Talked about the advantages, characteristics, how to use impala, but based on the open source platform, there are also many shortcomings. The first Catalogd&statestored service is a single point, but fortunately, the query is not affected, and if the Catalogd dies, the metadata update will not be synchronized to the entire impala node. Statestored hangs, and updates will not be synchronized, only the previous information will be protected. The second is that the web information is not persistent, and the information displayed is stored in the historical information. If the impala is restarted, the information will be gone. Resource isolation is not accurate, the underlying storage can not distinguish between users, and load balancer, each impala can be connected to SQL, but it is difficult to solve how to connect 100impala, so haproxy is implemented for impala. Also, synchronizing with hive metadata requires manual operation, and impala is caching metadata, which is not perceived through HDFS operations.

There are defects, there are improvements, first of all, based on ZK load balance, because impala is tied to hive, hive server is based on ZK, you need to access the uri of impala into a dimension, hive native is based on ZK multi-dimensional node access. The second is the management server, because the information on the impala page will not be saved, use the management server to save these things, and check on the management server when checking, not because you have many impala nodes and the information will not be saved.
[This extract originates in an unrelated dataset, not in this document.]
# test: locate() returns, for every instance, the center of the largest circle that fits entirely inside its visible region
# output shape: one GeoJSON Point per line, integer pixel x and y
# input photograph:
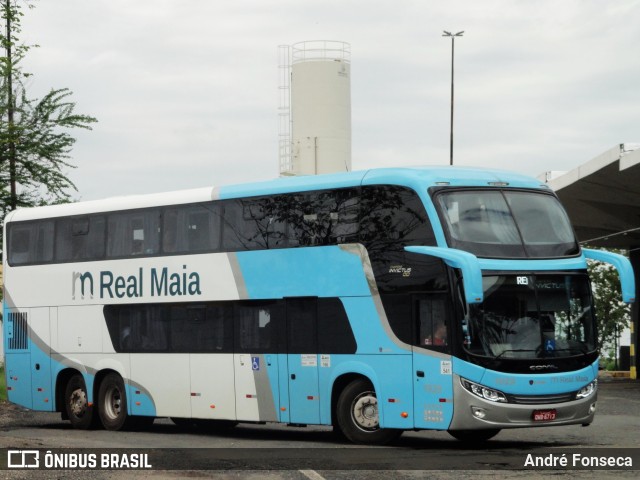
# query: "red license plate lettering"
{"type": "Point", "coordinates": [544, 415]}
Fine-grained permissions-agents, access to HDFS through impala to achieve the underlying permission control. Json format, this is partial to the application requirements. Compatible with ranger rights management, because our entire project rights management is based on ranger. Batch metadata refresh is also a problem in practical application, sometimes dozens of tables will be changed at a time, and it will be troublesome to refresh each time. Metadata synchronization, transform hive and impala, each time hive changes, the changes will be written to the middle tier, impala to obtain the middle tier to achieve synchronization. Metadata filtering, when the amount of data is very large, in fact, interactive query is not needed for a large part of the table, while impala only needs a certain part, so regular expressions are used to filter out unnecessary data. Docking ElasticSearch queries and pushing down the operators involved in ES, such as multi-dimensional filtering queries, aggregates data faster than hash according to inverted attributes.
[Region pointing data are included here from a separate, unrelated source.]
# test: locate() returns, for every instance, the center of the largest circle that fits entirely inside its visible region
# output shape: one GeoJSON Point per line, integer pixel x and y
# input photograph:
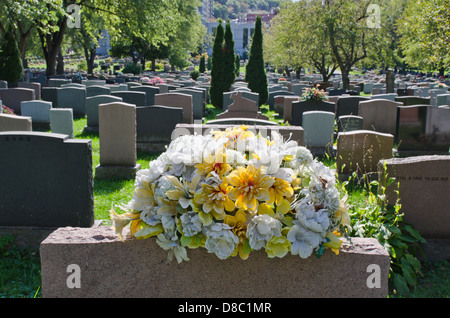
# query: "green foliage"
{"type": "Point", "coordinates": [20, 270]}
{"type": "Point", "coordinates": [132, 68]}
{"type": "Point", "coordinates": [11, 68]}
{"type": "Point", "coordinates": [202, 65]}
{"type": "Point", "coordinates": [255, 73]}
{"type": "Point", "coordinates": [229, 58]}
{"type": "Point", "coordinates": [217, 69]}
{"type": "Point", "coordinates": [237, 65]}
{"type": "Point", "coordinates": [372, 216]}
{"type": "Point", "coordinates": [194, 74]}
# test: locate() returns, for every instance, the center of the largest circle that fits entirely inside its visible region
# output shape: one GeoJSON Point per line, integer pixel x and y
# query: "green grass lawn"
{"type": "Point", "coordinates": [20, 268]}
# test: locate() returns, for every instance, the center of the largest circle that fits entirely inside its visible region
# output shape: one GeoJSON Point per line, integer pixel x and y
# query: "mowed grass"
{"type": "Point", "coordinates": [20, 275]}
In the Impala application scenario, the figure above shows a departmental big data platform architecture, from kafka data to HDFS, structured to semi-structured, which is the access of data. After data cleaning, and then connected to the upper layer, the upper layer uses ES storage, and the top directly uses impala to query, which is basically the framework of the analysis system.

Above is one of our BI products, called Qishu. The bottom layer is also docked with the impala platform, which is a data analysis and reporting platform that connects charts with data on the map. Write structured data or unstructured data directly to hive, and then perceive it through impala to achieve metadata synchronization, and users directly query through impala. Need to consider the problem of metadata synchronization, ETL write data impala is not aware, rely on metadata synchronization; data real-time problem, to avoid a large number of small files leading to NN instability, each write file batch can not be too small. Another solution is to use kudu to solve the problem of small files, write real-time data into kudu, and jointly check kudu and hdfs. You can see both kudu and hdfs tables on impala.
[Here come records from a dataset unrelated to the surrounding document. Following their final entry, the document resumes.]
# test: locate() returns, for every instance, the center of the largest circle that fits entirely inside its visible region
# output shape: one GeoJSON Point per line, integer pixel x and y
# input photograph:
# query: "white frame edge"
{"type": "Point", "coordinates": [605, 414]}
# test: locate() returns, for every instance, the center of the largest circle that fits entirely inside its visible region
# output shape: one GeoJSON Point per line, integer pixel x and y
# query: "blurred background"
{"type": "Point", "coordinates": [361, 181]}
The above is all the contents of the article "how to build an interactive query system based on Impala platform". Thank you for reading! Hope to share the content to help you, more related knowledge, welcome to follow the industry information channel!

Welcome to subscribe "Shulou Technology Information " to get latest news, interesting things and hot topics in the IT industry, and controls the hottest and latest Internet news, technology news and IT industry trends.

*The comments in the above article only represent the author's personal views and do not represent the views and positions of this website. If you have more insights, please feel free to contribute and share.